The potential environmental impact is clear. What also becomes painfully clear is the warming climate is not only changing migratory patterns of Arctic wildlife, but then has the potential to shift, in a big way, water levels, tides and lots of anticipated coastal damage. The other economic consideration is the pending fight over gas and oil exploration in an area already under siege and increasingly fragile.

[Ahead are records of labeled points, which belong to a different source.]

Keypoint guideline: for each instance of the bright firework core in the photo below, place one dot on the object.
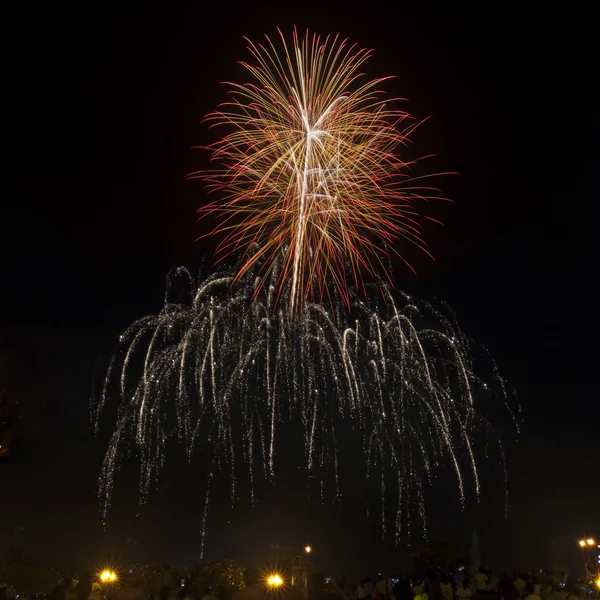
(311, 179)
(311, 166)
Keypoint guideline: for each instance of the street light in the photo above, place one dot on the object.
(275, 580)
(108, 576)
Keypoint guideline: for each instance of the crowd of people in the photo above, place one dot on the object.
(461, 585)
(458, 585)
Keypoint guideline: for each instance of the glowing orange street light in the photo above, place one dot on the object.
(275, 580)
(108, 576)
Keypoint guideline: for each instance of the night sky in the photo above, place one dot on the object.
(104, 105)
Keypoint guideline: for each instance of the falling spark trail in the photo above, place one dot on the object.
(228, 370)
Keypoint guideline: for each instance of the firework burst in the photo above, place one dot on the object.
(226, 371)
(310, 164)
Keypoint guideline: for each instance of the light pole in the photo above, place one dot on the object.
(591, 561)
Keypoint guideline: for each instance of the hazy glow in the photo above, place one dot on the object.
(108, 576)
(274, 580)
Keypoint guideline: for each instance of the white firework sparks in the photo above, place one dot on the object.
(227, 372)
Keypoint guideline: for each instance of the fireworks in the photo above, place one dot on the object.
(310, 164)
(314, 193)
(226, 371)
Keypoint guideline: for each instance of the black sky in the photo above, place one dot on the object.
(104, 104)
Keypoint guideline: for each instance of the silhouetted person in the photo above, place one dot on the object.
(83, 589)
(250, 591)
(163, 593)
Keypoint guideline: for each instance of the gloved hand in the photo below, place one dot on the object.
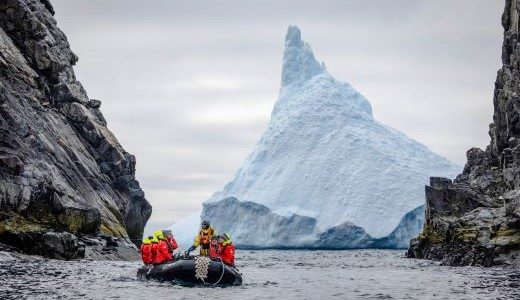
(187, 252)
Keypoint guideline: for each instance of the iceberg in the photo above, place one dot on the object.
(325, 173)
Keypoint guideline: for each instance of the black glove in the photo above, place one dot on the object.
(187, 252)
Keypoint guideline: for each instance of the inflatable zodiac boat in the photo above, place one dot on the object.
(193, 270)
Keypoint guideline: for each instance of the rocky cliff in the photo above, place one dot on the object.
(475, 220)
(67, 187)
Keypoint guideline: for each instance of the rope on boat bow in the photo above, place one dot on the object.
(202, 267)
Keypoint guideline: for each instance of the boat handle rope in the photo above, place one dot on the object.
(221, 275)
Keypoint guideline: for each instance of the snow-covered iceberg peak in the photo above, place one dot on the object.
(325, 173)
(299, 63)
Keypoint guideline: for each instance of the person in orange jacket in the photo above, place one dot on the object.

Could we not do a better job with efficiency, drive down the demand for oil and gas, and find ways of expanding production through renewable sources? The technology and knowledge is out there--we've reported on amazing examples of net zero developments, electric vehicles, alternative fuels, carbon-reduction programs. Let's drive down consumption and reduce not expand our drilling of lands that should be protected and preserved.
We don't think that compromises the economy. We believe it shifts emphasis to a new, green, clean future of great new jobs and many new, vibrant industries.
Here's the story:
The gathering of walrus on shore is a phenomenon that has accompanied the loss of summer sea ice as the climate has warmed.
An estimated 10,000 walrus unable to find sea ice over shallow Arctic Ocean water have come ashore on Alaska's northwest coast.
Scientists with the National Oceanic and Atmospheric Administration on Friday photographed walrus packed onto a beach on a barrier island near Point Lay, an Inupiat Eskimo village 300 miles southwest of Barrow and 700 miles northwest of Anchorage.
The walrus have been coming to shore since mid-September. The large herd was spotted during NOAA's annual arctic marine mammal aerial survey, an effort conducted with the Bureau of Ocean Energy Management, the agency that conducts offshore lease sales.
An estimated 2,000 to 4,000 walrus were photographed at the site Sept. 12. The U.S. Fish and Wildlife Service, the agency that manages walrus, immediately took steps to prevent a stampede among the animals packed shoulder to shoulder on the rocky coastline. The agency works with villages to keep people and airplanes a safe distance from herds.
Young animals are especially vulnerable to stampedes triggered by a polar bear, a human hunter or a low-flying airplane. The carcasses of more than 130 mostly young walruses were counted after a stampede in September 2009 at Alaska's Icy Cape.
The gathering of walrus on shore is a phenomenon that has accompanied the loss of summer sea ice as the climate has warmed.
Pacific walrus spend winters in the Bering Sea. Females give birth on sea ice and use ice as a diving platform to reach snails, clams and worms on the shallow continental shelf.
As temperatures warm in summer, the edge of the sea ice recedes north. Females and their young ride the edge of the sea ice into the Chukchi Sea. However, in recent years, sea ice has receded north beyond continental shelf waters and into Arctic Ocean water 10,000 feet deep or more where walrus cannot dive to the bottom.
Walrus in large numbers were first spotted on the U.S. side of the Chukchi Sea in 2007. They returned in 2009, and in 2011, scientists estimated 30,000 walruses along one kilometer of beach near Point Lay.
Remnant ice kept walrus offshore in 2008 and again last year.
The goal of the marine mammals survey is to record the abundance of bowhead, gray, minke, fin and beluga whales plus other marine mammals in areas of potential oil and natural gas development, said NOAA Fisheries marine mammal scientist Megan Ferguson in an announcement.
"In addition to photographing the walrus haulout area, NOAA scientists documented more bowhead whales, including calves and feeding adults in the Beaufort Sea this summer compared to 2012," said Ferguson. "We are also seeing more gray whale calves in the Chukchi Sea than we have in recent years."
Environmental groups say the loss of sea ice due to climate warming is harming marine mammals and oil and gas development would add to their stress.